ACRL

Association of College & Research Libraries

Baltimore ’86

The program for the Fourth ACRL National Conference, “Energies for Transition,” is taking shape. Librarians in and around Charm City are setting the stage to welcome you to Baltimore April 9-12, 1986. Theme speakers will stimulate your thinking. They will include representatives from the academic community, the publishing world, and the private sector explaining the difficulties we face in coping with and managing change.

The prow of the U.S.S. Constellation, with the National Aquarium in the background, in Baltimore’s Inner Harbor.

Contributed papers

Three types of contributed papers will be featured: research reports (descriptions of studies utilizing rigorous reseach methodology), position papers (identification of problems and proposed solutions) and idea briefs (new concepts and programmatic concerns to stimulate discussion).
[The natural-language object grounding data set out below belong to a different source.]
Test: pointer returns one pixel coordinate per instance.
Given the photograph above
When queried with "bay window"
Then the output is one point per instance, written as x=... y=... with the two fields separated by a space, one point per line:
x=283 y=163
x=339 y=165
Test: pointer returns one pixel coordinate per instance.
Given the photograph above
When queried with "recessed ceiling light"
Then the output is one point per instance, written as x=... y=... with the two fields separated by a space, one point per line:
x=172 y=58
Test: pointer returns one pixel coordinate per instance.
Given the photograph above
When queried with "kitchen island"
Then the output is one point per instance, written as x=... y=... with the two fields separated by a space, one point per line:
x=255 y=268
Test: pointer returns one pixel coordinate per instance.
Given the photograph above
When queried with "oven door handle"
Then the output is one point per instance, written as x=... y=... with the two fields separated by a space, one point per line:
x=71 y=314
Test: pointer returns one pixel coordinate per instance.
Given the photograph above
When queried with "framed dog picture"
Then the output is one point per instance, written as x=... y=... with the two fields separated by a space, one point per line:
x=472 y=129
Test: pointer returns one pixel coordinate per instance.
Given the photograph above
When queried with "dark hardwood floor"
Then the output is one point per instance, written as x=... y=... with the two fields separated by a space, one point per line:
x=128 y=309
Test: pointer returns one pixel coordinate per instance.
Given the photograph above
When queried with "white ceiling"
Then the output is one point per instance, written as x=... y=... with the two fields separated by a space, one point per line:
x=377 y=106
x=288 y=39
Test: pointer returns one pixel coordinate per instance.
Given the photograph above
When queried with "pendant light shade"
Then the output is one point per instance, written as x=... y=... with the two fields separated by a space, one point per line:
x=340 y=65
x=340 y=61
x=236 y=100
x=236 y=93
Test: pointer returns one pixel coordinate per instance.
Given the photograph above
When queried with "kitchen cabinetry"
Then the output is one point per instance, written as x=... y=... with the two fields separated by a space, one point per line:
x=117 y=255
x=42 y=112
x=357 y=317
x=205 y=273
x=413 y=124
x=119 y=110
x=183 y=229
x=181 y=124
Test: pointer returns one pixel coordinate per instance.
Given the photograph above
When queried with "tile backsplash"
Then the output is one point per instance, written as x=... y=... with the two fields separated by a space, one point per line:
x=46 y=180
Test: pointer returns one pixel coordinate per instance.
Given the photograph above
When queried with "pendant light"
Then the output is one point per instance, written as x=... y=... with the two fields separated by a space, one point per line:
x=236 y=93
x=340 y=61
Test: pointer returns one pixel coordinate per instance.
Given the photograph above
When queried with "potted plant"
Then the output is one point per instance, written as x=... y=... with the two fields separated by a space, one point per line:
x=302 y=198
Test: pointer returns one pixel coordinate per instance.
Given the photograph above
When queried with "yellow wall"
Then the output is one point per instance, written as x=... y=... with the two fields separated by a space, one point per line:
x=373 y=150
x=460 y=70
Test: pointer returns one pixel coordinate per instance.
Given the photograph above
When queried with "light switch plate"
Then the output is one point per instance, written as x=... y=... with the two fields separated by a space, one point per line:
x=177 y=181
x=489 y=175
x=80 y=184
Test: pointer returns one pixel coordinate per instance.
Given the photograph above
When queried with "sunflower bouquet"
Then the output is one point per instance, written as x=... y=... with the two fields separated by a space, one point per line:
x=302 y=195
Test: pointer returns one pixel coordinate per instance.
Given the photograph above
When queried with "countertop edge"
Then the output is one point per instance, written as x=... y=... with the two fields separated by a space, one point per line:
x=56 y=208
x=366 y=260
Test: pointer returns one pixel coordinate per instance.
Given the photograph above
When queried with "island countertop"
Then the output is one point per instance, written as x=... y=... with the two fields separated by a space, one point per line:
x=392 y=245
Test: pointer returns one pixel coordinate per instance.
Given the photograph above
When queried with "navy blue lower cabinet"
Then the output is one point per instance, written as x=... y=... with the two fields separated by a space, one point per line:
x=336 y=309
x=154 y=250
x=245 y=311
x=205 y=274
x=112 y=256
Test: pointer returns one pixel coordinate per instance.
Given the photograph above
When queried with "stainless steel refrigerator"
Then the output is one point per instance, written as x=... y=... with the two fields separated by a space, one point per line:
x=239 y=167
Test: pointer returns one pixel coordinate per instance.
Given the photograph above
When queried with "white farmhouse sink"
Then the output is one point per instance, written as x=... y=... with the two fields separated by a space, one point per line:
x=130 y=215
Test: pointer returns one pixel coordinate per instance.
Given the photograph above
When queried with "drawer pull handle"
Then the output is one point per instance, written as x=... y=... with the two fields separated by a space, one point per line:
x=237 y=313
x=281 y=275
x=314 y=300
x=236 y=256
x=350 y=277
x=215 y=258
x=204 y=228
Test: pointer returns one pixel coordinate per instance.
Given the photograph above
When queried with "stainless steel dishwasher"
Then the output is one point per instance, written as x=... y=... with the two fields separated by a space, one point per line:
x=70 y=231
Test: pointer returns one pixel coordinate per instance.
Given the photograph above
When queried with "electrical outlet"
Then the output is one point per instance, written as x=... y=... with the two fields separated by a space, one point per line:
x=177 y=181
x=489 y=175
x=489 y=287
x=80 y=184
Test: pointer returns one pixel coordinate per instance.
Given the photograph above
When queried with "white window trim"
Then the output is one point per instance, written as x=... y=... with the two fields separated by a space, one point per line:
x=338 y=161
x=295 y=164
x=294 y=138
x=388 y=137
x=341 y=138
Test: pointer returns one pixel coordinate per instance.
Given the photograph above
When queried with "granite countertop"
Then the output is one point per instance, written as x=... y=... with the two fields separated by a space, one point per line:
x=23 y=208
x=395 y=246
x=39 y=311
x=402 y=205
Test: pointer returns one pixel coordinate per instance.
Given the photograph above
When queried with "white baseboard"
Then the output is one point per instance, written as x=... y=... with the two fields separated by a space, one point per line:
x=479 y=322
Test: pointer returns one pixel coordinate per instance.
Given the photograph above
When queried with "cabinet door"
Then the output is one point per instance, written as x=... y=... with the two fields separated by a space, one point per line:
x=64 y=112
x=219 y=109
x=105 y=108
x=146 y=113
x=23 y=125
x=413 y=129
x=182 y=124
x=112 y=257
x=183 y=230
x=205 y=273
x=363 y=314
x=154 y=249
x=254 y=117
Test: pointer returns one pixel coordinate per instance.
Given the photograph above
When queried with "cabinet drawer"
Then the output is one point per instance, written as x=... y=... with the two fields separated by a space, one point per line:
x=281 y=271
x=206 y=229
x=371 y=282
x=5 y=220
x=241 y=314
Completed manuscripts were due to Danuta A. Ni- tecki, contributed papers chairperson, by July 8. It is hoped that these authors will explore such issues as new information technologies, networking, special services, automation, changing management techniques, bibliographic instruction, collection development, funding, and bibliographic control.

Exhibits featured

Participants will be able to visit over 200 exhibits of publishers, audio-visual producers, new information technologies, equipment and materials suppliers, wholesalers and jobbers, networks and consortia—among the largest group of library/in- formation exhibitors in the nation. New Products Seminars will feature discussion by exhibitors of new products introduced within the last year.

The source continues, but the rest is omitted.